Devido ao acentuado desenvolvimento tecnológico da TC - desde a introdução da aquisição helicoidal aos equipamentos de múltiplos canais de detectores com sistemas eficientes de transmissão, processamento e armazenamento de dados - foi possível a redução do tempo de aquisição das imagens assim como o desenvolvimento de algoritmos de reconstrução mais sensíveis e precisos, com melhor performance e resolução espacial [2].

Atualmente, por meio da angioTC é realizada a morfometria, baseando-se na avaliação da configuração, comprimentos e diâmetros da aorta e das artérias ilíacas e relacionados com a lesão de interesse quanto à técnica de realização do procedimento endovascular. Permite, inclusive, avaliar variações anatômicas relevantes à escolha da endoprótese e da técnica cirúrgica relacionada [2].

Entretanto, a avaliação intraoperatória da liberação da endoprótese é geralmente guiada pela angiografia, a qual fornece imagem bidimensional. Por isso, sabe-se que colo proximal dos AAA e/ou artérias ilíacas muito angulados podem dificultar a visualização exata do óstio da artéria renal.

O posicionamento ideal do aparelho de radioscopia durante o procedimento cirúrgico pode ser diferente do esperado durante o estudo pré-operatório, na medida em que o colo do aneurisma possivelmente se encurte ou alongue acima do esperado [4]. Diante disto, alguns autores argumentam que a anatomia do vaso pode mudar devido à inserção dos fios guia rígidos, introdutores e do próprio sistema de entrega. Assim, acreditam que a imagem da TC pré-operatória pode ser diferente da angiografia intraoperatória [6].

Van Keulen et. al. [4] discorrem sobre a necessidade da determinação da disposição intraoperatória do arco cirúrgico, alegando que um posicionamento subótimo levaria o cirurgião a subestimar o comprimento total do colo do aneurisma e a não utilização em sua totalidade para liberação e fixação da endoprótese. Esta interpretação poderia ser causada por uma aparente sobreposição de estruturas vasculares na imagem angiográfica biplanar convencional. Recomenda que a angulação ideal e o posicionamento sejam determinados levando-se em consideração a angulação ântero-posterior do colo e a orientação horária das artérias renais. Descreve, ainda, que, embora a angulação do colo do aneurisma possa ser modificada, o posicionamento angular das artérias renais não se modifica mesmo sob a influência dos fios guias inseridos ou da própria endoprótese [4,8].

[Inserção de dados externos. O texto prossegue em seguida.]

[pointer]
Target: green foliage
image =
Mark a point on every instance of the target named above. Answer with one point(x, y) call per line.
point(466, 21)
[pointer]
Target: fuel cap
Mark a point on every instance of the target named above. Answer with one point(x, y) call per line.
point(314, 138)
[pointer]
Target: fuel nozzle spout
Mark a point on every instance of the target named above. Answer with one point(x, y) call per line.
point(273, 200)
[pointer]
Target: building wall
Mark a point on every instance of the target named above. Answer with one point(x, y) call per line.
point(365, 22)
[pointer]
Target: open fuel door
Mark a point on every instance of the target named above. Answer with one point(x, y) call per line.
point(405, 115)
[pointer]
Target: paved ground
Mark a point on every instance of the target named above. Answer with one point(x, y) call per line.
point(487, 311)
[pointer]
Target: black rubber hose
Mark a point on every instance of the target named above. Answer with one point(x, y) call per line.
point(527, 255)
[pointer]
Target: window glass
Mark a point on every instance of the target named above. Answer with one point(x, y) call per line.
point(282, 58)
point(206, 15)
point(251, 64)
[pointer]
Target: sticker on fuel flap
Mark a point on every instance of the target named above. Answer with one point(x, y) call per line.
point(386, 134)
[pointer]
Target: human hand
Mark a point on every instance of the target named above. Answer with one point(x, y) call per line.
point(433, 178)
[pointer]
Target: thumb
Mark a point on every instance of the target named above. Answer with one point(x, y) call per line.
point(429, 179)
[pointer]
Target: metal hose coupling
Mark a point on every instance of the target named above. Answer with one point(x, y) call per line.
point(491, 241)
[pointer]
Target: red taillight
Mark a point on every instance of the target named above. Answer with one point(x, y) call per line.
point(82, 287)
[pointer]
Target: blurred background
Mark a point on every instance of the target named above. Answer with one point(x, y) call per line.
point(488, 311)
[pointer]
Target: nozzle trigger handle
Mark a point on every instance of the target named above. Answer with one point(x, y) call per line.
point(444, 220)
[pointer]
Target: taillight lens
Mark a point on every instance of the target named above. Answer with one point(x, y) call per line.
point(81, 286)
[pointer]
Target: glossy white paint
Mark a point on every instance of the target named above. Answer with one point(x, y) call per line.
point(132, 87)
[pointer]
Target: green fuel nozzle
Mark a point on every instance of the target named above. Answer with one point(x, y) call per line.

Nossa proposta foi simplificar este cálculo, com obtenção simultânea dos ângulos oblíquos e craniocaudais utilizando-se conceitos de geometria tridimensional e de triangulação espacial, com o auxílio do software. Isto posto, embora sejam resultados de um projeto piloto em andamento, estes se mostraram bastante encorajadores.

Com isso, acreditamos que é possível por meio de conceitos de correção geométrica e por meio da manipulação das imagens DICOM em software, traçar o mesmo ângulo de projeção ostial da artéria renal em imagem bidimensional intraoperatória (angiografia).

Ao reproduzir tomograficamente um corte transversal em ângulo reto (ou seja, perpendicular ao eixo da aorta), com rotação e exposição ortogonal da artéria renal, consegue-se prever a necessidade de correção intraoperatória da projeção da radioscopia na obtenção de imagem angiográfica bidimensional.

Utilizando-se da aplicação de conceitos de geometria espacial para alcançar o melhor ângulo de exposição ostial da artéria renal de forma sistemática, reduzem-se as variações entre os observadores do estudo e possibilita-se a reprodutibilidade da técnica, reduzindo-se os erros de interpretação interpessoais.

Quanto mais próxima da reprodução tomográfica for essa correção radioscópica, mais cuidadosa é a visualização do óstio da artéria renal, melhor é o aproveitamento do colo para a fixação e selamento e mais precisa é a liberação da endoprótese.

REFERÊNCIAS

1. Oderich GS, Malgor RD. Aneurisma da Aorta toracoabdominal. In: Lobato AC (org). Cirurgia Endovascular. 2nd ed. São Paulo: Instituto de Cirurgia Vascular e Endovascular de São Paulo; 2010. p.695-742.

2. Pitoulias GA, Donas KP, Schulte S, Aslanidou EA, Papadimitriou DK. Two-dimensional versus three-dimensional CT angiography in analysis of anatomical suitability for stentgraft repair of abdominal aortic aneurysms. Acta Radiol. 2011;52(3):317-23. [MedLine]

3. Kuroki IR, Magalhães FV, Rizzi P, Coreixas IMH. Angiotomografia. In: Brito CJ. Cirurgia Vascular: cirurgia endovascular, angiologia. 3ª ed. Rio de Janeiro: Revinter; 2014. p.437-96.

4. van Keulen JW, Moll FL, van Herwaarden JA. Tips and techniques for optimal stent graft placement in angulated aneurysm necks. J Vasc Surg. 2010;52(4):1081-6. [MedLine]

5. Lobato AC. Aneurisma da Aorta Infrarrenal. In: Lobato AC (org). Cirurgia Endovascular. 2nd ed. São Paulo: Instituto de Cirurgia Vascular e Endovascular de São Paulo; 2010. p.743-96.

6. Rigonatto M. Triângulo equilátero inscrito numa circunferência. [cited 2013 Mai 22]. Available from: http://www.mundoeducacao.com/matematica/triangulo-equilatero-inscrito-numa-circunferencia.htm

7. Espinosa G, Marchiori E. Araújo AP, Caramalho MF, Barzola P. Abdominal aorta orphometric study for endovascular treatment of aortic aneurysms: comparison between spiral CT and angiography. Rev Bras Cir Cardiovasc. 2002;17(4):323-30.

8. van Keulen JW, Moll FL, Tolenaar JL, Verhagen HJM, van Herwaarden JA. Validation of a new standardized method to measure proximal aneurysm neck angulation. J Vasc Surg. 2010;51(4):821-8. [MedLine]

Não houve suporte financeiro.

Papéis & responsabilidades dos autores

GJDPM: Autor principal, idealizador da técnica descrita. Pesquisador principal da manipulação das imagens utilizadas, da redação do Projeto Piloto e do Projeto de Pesquisa e do levantamento bibliográfico.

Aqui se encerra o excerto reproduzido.